Critics are right fans wrong1/10
First came the original trilogy, a popular success and critically acclaimed. Then, some years later, a second trilogy began, a prequel to the original, and the first installment of this second trilogy turned out to be awful. We saw this pattern play out once, with "Star Wars," and now, alas, it begins again, with "The Hobbit," a movie that is exactly one Jar Jar Binks away from being as bad as "The Phantom Menace." The problem may be built into the design. The previous "Lord of the Rings" films were each based on a single book. "The Hobbit" - more like a children's novel than the other three, a kind of "Tom Sawyer" to their "Huckleberry Finn" - is just one book, smaller than any of the other J.R.R. Tolkien books, and yet it is being blown out into three enormous films. This first installment runs 169 minutes.
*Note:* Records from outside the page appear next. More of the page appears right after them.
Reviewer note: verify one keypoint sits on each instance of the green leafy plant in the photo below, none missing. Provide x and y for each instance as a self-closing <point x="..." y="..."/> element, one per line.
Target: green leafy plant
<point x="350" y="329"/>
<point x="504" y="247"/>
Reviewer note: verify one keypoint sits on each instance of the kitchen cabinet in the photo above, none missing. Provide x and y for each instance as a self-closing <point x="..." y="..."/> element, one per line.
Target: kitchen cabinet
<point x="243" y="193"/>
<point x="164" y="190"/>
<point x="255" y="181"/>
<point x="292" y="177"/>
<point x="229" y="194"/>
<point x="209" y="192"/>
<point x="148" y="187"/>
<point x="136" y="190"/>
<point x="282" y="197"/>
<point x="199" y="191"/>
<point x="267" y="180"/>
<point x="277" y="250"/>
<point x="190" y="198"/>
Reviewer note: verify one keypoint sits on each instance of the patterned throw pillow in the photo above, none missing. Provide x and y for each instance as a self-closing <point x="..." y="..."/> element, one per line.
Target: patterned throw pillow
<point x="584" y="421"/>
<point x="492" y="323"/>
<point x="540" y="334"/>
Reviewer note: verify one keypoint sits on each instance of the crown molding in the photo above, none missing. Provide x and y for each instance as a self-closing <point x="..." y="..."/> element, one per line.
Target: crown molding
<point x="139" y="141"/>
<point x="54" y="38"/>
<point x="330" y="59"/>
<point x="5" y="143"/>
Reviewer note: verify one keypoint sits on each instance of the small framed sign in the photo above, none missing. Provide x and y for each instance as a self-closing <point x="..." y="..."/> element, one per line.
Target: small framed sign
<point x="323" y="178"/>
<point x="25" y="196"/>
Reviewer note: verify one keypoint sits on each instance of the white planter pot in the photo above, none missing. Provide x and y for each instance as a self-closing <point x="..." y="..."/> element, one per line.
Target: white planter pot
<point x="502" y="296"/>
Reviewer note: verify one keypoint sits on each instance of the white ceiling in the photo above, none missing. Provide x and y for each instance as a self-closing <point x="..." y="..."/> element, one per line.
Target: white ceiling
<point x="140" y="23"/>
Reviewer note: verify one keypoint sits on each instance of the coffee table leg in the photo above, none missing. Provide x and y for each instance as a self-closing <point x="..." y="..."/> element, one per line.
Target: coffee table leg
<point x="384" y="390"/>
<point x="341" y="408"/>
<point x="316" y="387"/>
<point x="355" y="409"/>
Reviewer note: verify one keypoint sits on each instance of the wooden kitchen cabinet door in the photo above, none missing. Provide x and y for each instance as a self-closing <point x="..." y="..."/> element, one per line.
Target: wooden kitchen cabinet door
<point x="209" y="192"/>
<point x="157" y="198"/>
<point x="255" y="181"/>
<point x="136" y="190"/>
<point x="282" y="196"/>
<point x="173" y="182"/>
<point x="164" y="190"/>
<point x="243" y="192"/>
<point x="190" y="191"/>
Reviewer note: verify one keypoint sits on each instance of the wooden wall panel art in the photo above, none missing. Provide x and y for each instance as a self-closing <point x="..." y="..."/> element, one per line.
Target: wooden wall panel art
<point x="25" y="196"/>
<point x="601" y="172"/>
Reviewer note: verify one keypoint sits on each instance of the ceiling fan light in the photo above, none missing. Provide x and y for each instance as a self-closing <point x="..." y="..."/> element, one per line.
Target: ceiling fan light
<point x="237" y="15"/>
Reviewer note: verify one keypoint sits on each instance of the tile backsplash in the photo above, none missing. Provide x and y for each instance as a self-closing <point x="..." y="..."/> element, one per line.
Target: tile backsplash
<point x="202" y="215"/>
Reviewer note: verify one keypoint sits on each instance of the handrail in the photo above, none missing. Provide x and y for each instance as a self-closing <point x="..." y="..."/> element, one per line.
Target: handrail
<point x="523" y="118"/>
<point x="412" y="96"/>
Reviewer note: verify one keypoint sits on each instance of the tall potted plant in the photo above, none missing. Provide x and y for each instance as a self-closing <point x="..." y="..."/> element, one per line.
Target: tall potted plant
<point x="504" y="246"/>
This puts a lot of pressure on a simple story, especially when you consider that director Peter Jackson and his screenwriters really can't take liberties with the tale, not without incurring the wrath of millions. They must work with what they have, and what they have is quite enough for one pleasing and inventive two-hour movie - or a nine-hour disaster stretched over three years.
This pressure, this obligation to stretch everything to the limits of endurance and beyond, is felt from the film's early minutes. Howard Shore's beautiful theme music, from the previous trilogy, filters in. We see the idyllic Middle-earth countryside and are introduced to Martin Freeman as Bilbo Baggins - Freeman was born to be a hobbit; he is ideal casting - and we settle in for a magical experience. And then, slowly, a fatal distance opens up between what we're hoping and what we're actually seeing.
Bilbo is a happy hobbit, a homebody who enjoys his creature comforts and doesn't have a violent impulse about him. Yet he is recruited by Gandalf the Grey Wizard (Ian McKellen) to join an expedition by dwarfs to retake their homeland from a dragon. See how quickly it takes to say that? Bilbo is recruited. Period. Yet the movie takes this tiny bit of crucial plot movement and dilutes its effectiveness: The dwarfs show up for an impromptu party at Bilbo's house. Bilbo frets about what the dwarfs will do to his house. Then the dwarfs clean up. Then Bilbo says he won't join their fight. But then he does. The film milks every detail of the text, every hint of vacillation in the main character, to turn water flowing downstream into molasses walking uphill.
It must be said that if you plan to enjoy "The Hobbit," it really helps to love dwarfs. Others may prefer hobbits - they're adorably idiosyncratic, small, chubby, eat all day, have big ears, and they're incredibly sincere. Still others may prefer the Olympian elves - beautiful, pristine, sure and eternal. But there is only one hobbit in the entire movie, and only one brief sequence involving elves. Otherwise you're stuck with the dwarfs, who are like Vikings - boorish, slovenly, hearty and heavy-drinking - and not exactly lovable.
The three "Lord of the Rings" were heavy on battle scenes, but "The Hobbit" is almost nothing but battles. Without a stopwatch, it would be hard to know for sure, but probably 50 percent of screen time is taken up with fighting - perhaps up to 80 percent if you count planning for and recovering from battles. Some of these battles have pockets of interest: A conflict with goblins plays out like a trapeze act, in three dimensions, with the combatants falling through space, landing and regrouping. But most of "The Hobbit" is like looking over Peter Jackson's shoulder to watch a computer screen.
Occasionally, when the smoke clears, we get a glimpse of what "The Hobbit" might have been, had Freeman's quirkiness and humanity been given a chance to set the tone. The movie really springs to life only when Freeman dominates, as when Bilbo falls into a cave and discovers Gollum, looking like James Carville but acting like Peter Lorre. It's an encounter worthy of the "Lord of the Rings" trilogy - so is the all-too-brief scene between Gandalf and Galadriel (Cate Blanchett).
If you loved the earlier films, these are moments you will hold on to, but they're very few, and they're not enough.